Thursday, September 13, 2018

A young Kazakh girl
pleads for the freedom
of her relative, who has
been wrongly imprisoned
in China due to his race.
(Photo: ChinaAid)
ChinaAid

(Ili Kazakh Autonomous Prefecture, Xinjiang—Sept. 13, 2018) More than 30 ethnic minority young people were arrested on the same day in China’s northwestern Xinjiang and sent to notorious “re-education camps.”

Fueled by the unfounded fear that the region’s non-majority citizens, who are mostly Muslim, have terrorist ties, Xinjiang officials have ordered the imprisonment of innocent people of Uyghur and Kazakh descent. According to the United Nations, around 1 million Uyghurs have been held in these camps, where they face torture, starvation, and brainwashing.

Kanati Hudadibieergan, a resident of Kazakhstan who previously lived in Xinjiang, said his 26 year-old cousin, Yekepen Mamuerbieke, was illegally arrested by authorities in Ili Kazakh Autonomous Prefecture last April and sent to a “re-education camp.” His distant relative, Baishanbieke Musa, was also taken into custody that day.

“We have had a hard time locating the names of the 28 other people arrested that day,” Hudadibieergan said, “but we are certain about the names of our two relatives. We learned that more than 30 people were arrested in that village the same day via other sources.”

Another man, Yeerbo Dawuliebietike, said that his mother, Elesi Dalaibieke, who is a Chinese citizen but holds a Kazakhstan green card, returned to Xinjiang for her older sister’s funeral on Oct. 28, 2017. The local public security bureau confiscated her passport, promising they would return it, and took her green card. She has not received either back and has been told that she will receive the documents back if her husband also returns to China from Kazakhstan. She is almost 80, suffers various illnesses, has no immediate family in Xinjiang, and has been placed under house arrest.

In response, Dawuliebitike contacted Kazakh departments and requested help. However, Chinese authorities told his mother that she would not receive her documents back until her husband comes to China and requested that her daughter return as well.

They attempted to kidnap both, even though Dawuliebietike wrote to Xinjiang authorities to show them his father’s medical documents as proof that he cannot travel.
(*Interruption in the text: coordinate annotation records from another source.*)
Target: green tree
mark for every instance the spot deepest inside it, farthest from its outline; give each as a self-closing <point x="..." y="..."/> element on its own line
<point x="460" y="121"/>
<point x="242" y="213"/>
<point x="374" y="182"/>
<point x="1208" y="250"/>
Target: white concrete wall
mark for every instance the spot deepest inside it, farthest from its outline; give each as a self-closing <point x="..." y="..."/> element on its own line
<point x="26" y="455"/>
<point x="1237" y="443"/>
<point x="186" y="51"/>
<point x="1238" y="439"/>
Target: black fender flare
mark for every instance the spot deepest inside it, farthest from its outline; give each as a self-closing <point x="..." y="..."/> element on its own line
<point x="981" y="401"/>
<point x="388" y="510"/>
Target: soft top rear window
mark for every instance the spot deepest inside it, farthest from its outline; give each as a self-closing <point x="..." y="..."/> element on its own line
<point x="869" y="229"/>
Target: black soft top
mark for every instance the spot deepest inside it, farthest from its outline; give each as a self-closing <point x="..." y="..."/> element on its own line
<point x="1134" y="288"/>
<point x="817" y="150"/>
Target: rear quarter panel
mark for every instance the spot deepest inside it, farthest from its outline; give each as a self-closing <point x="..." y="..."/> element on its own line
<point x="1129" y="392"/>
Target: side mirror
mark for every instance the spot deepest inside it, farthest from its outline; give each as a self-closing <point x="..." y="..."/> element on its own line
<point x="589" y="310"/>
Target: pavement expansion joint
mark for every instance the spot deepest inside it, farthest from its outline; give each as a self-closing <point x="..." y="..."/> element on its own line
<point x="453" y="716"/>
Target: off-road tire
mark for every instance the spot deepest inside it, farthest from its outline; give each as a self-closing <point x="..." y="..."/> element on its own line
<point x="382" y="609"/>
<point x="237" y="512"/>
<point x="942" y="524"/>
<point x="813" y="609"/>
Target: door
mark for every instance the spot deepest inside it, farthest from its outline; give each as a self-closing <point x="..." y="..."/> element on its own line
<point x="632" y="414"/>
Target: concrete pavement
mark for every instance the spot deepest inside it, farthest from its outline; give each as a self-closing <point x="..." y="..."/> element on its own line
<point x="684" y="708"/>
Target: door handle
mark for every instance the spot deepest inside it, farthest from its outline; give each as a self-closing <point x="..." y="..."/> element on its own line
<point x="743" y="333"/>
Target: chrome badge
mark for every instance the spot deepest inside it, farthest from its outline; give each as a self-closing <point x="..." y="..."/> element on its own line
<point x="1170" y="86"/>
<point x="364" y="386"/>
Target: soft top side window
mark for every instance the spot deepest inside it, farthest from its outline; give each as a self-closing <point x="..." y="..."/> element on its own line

Neither his father nor sister have committed any crimes.

Saierkejian, a leader of a Kazakh youth organization that has been assisting those detained in “re-education camps,” said he would like to ask various government bodies, including Kazakhstan’s Ministry of Foreign Affairs and the United Nations, to intervene on behalf of ethnic minority people in Xinjiang who have been sent to the re-education camps.

ChinaAid exposes abuses, such as those suffered by the residents of Xinjiang, in order to stand in solidarity with the persecuted and promote religious freedom, human rights, and rule of law.